In our previous study, we had shown significant positive correlation of IAAT and liver span with pancreatic volume in non-obese Asian Indians with type 2 diabetes.13 Quite strikingly, in the current study, none of the above-mentioned anthropometric indices showed significant correlations with pancreatic volume and liver span (surrogate measure of hepatic fat) on MRI, thus undermining the utility of anthropometric indices for detection or prediction of fatty liver or fatty pancreas. This is plausible as pancreatic volume and fatty liver assessment is usually done by ultrasonography or MRI that require precise imaging protocols and in such cases anthropometric indices may not be robust enough to quantify it.25 We acknowledge the limitations of the study observations as MRI could not be performed on a large sample size of cases and controls due to reasons of economic feasibility. However, the study observations are worthy to be validated in other populations with larger sample sizes.

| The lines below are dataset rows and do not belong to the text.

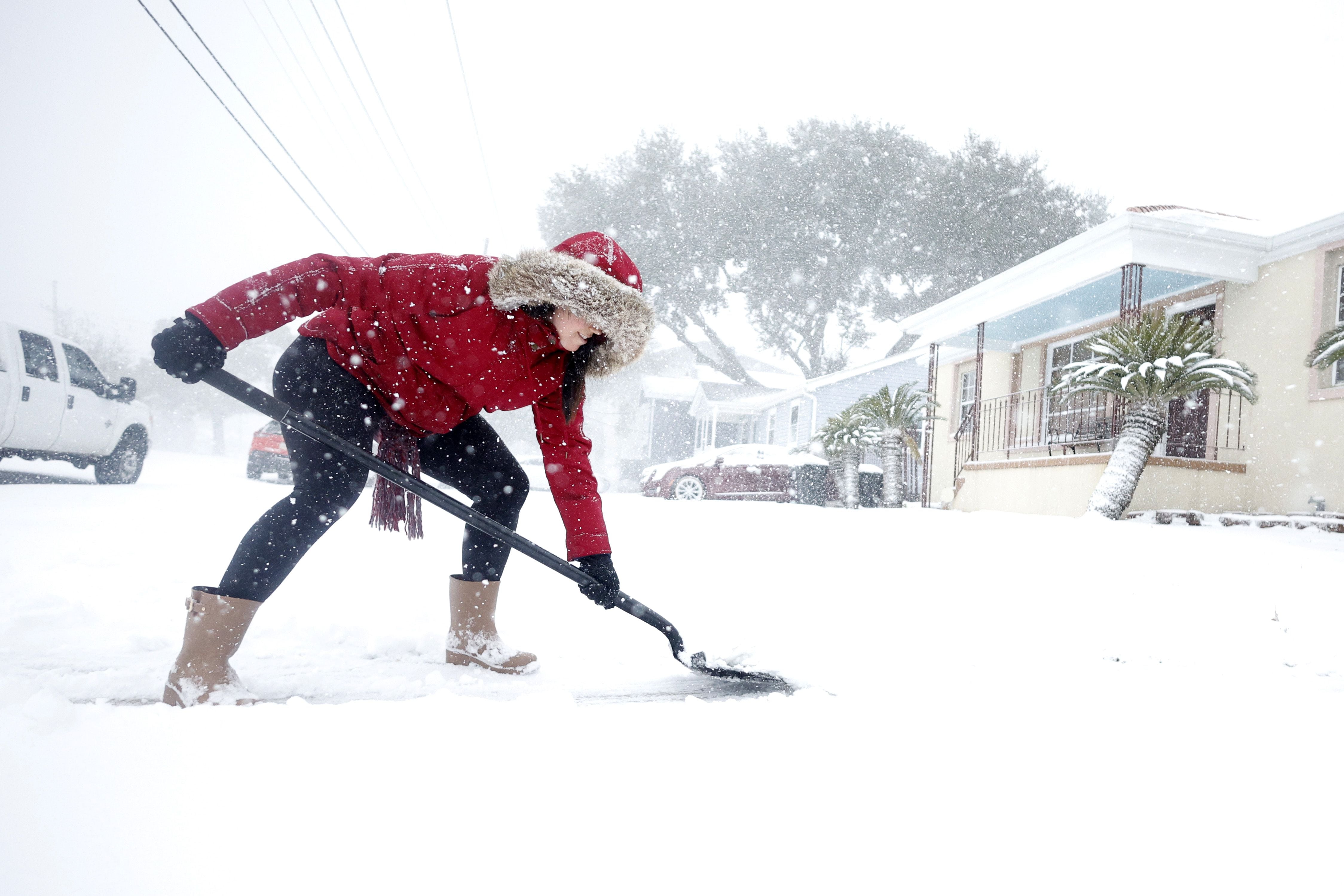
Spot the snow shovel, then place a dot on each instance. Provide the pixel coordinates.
(283, 414)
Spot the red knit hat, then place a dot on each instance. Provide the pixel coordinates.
(603, 253)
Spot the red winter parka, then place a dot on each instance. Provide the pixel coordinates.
(443, 338)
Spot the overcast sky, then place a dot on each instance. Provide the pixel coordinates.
(124, 179)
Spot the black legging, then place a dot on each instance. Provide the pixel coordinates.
(472, 458)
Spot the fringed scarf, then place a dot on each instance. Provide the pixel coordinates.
(398, 448)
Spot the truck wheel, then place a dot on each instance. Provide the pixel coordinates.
(123, 467)
(689, 488)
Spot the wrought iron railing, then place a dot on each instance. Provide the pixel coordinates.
(1034, 422)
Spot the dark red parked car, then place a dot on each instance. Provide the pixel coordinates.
(268, 455)
(741, 473)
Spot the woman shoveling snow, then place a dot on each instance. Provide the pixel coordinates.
(409, 350)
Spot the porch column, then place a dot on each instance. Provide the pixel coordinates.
(1131, 292)
(980, 377)
(925, 487)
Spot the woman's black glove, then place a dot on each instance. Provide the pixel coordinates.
(187, 350)
(607, 593)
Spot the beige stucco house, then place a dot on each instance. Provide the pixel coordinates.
(1007, 444)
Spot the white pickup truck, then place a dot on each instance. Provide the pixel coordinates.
(56, 405)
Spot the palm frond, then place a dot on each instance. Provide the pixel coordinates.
(902, 409)
(848, 429)
(1156, 359)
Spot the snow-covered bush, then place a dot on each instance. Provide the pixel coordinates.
(1328, 350)
(845, 437)
(897, 417)
(1147, 365)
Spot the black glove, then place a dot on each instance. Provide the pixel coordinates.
(187, 350)
(607, 593)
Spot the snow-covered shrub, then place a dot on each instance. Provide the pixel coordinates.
(1147, 365)
(897, 417)
(845, 437)
(1328, 350)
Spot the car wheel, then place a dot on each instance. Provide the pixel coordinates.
(689, 488)
(123, 467)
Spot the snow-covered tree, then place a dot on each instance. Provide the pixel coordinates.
(896, 416)
(819, 230)
(845, 437)
(1147, 365)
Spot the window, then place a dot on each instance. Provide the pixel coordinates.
(39, 357)
(1338, 371)
(84, 373)
(968, 393)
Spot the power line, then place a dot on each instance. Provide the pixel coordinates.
(302, 70)
(241, 127)
(371, 124)
(280, 62)
(174, 4)
(471, 107)
(378, 93)
(323, 66)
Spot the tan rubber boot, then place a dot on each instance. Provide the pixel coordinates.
(472, 639)
(215, 626)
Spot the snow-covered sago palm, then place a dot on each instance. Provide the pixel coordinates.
(896, 416)
(1147, 365)
(845, 437)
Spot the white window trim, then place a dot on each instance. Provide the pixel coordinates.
(1338, 371)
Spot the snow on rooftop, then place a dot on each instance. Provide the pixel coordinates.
(1170, 241)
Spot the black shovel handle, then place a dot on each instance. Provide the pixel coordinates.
(285, 416)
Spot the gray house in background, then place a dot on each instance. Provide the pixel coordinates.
(791, 416)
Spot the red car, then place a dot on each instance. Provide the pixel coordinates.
(268, 455)
(741, 473)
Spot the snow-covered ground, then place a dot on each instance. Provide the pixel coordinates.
(995, 704)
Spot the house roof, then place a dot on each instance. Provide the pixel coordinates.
(1179, 248)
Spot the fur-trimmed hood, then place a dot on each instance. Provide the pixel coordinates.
(566, 281)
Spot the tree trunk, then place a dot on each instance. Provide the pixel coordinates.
(893, 468)
(850, 476)
(217, 421)
(1140, 435)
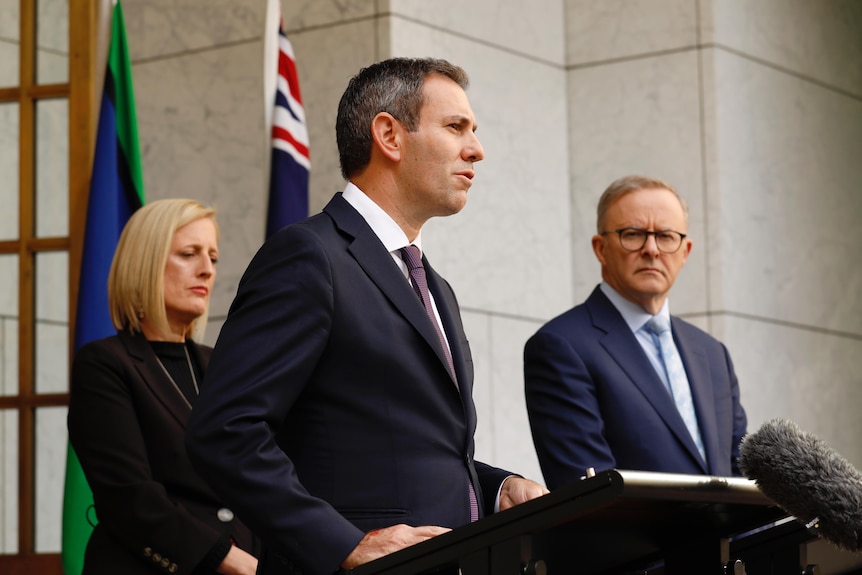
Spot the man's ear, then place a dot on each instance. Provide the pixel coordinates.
(599, 247)
(386, 132)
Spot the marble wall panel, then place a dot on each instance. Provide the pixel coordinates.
(808, 376)
(534, 29)
(818, 40)
(517, 207)
(784, 201)
(156, 28)
(637, 117)
(301, 15)
(200, 122)
(612, 29)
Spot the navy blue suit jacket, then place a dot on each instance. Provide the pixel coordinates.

In summary, it is important to identify simple and cost-effective anthropometric measures that correlate with volumes of abdominal adipose tissue in Asian Indians, because of the close association of abdominal adiposity with cardiovascular risk in Asian Indians. For the first time, we show significant correlation of the Z_ABSI index with abdominal adiposity in non-obese Asian Indians with T2DM. The superior predictive accuracy of the Z_ABSI for abdominal adiposity, over ABSI, HI and ARI in this cohort underscores the utility of this index in low-cost clinical settings and epidemiological studies. Clearly, more studies are required to validate this index in general population as well as in patients with diabetes.